Cicero and the Romans would have a hearty laugh at our expense. In their blessed times, nobody was concerned about how accurately the semantic meanings were transmitted from Greek to Latin. The approach was to translate the ideas and the forms, enriching one's language; distorting the meaning in the process did not concern anyone. The title question could've been asked only by a barbarian. Surpassing the original was NORMAL, because vague, duplicious, and unreliable Greek was transformed into clear, stately, and obviously superior tongue: Latin. St Jerome pointedly stated that the translation not only CAN be better than the original, but it MUST be better, as otherwise it is failing as a translation. During the Renaissance they did not say such outrageous things openly any more, but neither did they translate like we do. Dryden reaffirmed it most emphatically saying that the translator should match the original with his own eloquence, period. Then, suddenly, it all changed in the 18th century. I do not know who brought the calamity upon us, as there is no unity among the scholars on this point. It is said that the idea first occurred to Diderot and D'Alambert, which is quite ironic, as their own "translation" of Chambers' Cyclopaedia is a free flight of fancy. But it might be incorrect to blame the ungodly French: the tradition goes back to the vernacular translations of the Bible.

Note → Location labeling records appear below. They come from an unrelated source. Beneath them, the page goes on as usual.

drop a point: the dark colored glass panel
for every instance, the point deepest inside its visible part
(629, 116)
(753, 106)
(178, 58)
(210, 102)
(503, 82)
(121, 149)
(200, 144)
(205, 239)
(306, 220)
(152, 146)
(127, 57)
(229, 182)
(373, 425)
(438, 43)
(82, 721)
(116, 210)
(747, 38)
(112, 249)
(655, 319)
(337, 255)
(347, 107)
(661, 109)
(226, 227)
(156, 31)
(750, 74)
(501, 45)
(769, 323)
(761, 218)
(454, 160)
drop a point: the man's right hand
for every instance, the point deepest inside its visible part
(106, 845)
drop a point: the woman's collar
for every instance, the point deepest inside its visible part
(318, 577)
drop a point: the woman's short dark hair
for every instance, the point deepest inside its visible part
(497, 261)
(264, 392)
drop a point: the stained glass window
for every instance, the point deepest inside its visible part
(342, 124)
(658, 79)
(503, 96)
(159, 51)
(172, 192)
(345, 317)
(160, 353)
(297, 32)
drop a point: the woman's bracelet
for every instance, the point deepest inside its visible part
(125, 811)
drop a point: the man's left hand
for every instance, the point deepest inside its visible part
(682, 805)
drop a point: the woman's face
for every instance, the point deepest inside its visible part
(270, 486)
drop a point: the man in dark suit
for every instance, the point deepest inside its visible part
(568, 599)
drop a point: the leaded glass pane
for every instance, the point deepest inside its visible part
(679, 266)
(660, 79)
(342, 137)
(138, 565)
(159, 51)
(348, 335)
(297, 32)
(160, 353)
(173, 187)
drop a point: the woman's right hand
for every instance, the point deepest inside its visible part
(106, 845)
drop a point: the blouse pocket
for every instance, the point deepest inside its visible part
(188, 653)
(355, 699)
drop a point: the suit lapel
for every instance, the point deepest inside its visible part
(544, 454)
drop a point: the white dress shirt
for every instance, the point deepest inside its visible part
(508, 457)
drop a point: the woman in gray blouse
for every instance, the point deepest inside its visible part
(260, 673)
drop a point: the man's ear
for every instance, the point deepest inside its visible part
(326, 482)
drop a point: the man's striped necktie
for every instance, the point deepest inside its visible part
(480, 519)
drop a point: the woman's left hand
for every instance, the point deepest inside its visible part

Which brings me closer to the topic. All translations of the New Testament can be traced to the Greek original. However, the disciples and Jesus did not speak Greek to each other. The original sayings were in Aramaic, and it makes sense to assume that the Greek Gospels might be based on a lost Aramaic original (this is called Aramaic primacy theory).
...Aramaic Source Criticism is the position that when the New Testament was written, the authors utilized Aramaic sources (old written documents, oral traditions, etc.) in their compositions that were translated and then redacted into the texts as we have them today. The study of Aramaic Primacy is to take a critical look at the Greek New Testament and reconstruct those Aramaic sources to gain a better cultural and contextual understanding about the documents, themselves. http://www.aramaicnt.org
That is a controversial issue, but the theory does provide interesting explanations to quite a few mysteries in the New Testament, such as the proverbial camel passing through the eye of the needle. In Aramaic, "camel" (גמלא) is spelled identically to "rope." There are other possibilities (eg, the Talmud includes similarly worded proverb, suggesting an idiom), http://en.wikipedia.org/wiki/Eye_of_a_needle; also, by a striking coincidence, in Greek "camel" (κάμηλον) is also spelled similarly to "rope" (κάμιλον). But there are other equally intriguing places, see
in which the idiosyncrasies of Koine Greek are naturally interpreted as wordplay in Aramaic. By no means I am suggesting that this theory is correct, but consider the ramifications:
The most popular book in the world, the New Testament, is a vast collection of translations traceable to the Greek original. However, this original is itself a translation, and this translation, if the Aramaic primacy theory gets it right, is by someone with a limited command of either classical Greek or Aramaic, as suggested by literal readings of the puns. In all probability, this translator's idea what it meant to translate was much closer to that of Cicero and St Jerome than Diderot and D'Alambert. This mangled Greek translation had conquered the world, converted it to a new faith, and informed our entire civilization. The Aramaic original accomplished none of these things, as it was promptly lost.
Can a translation be better than the original?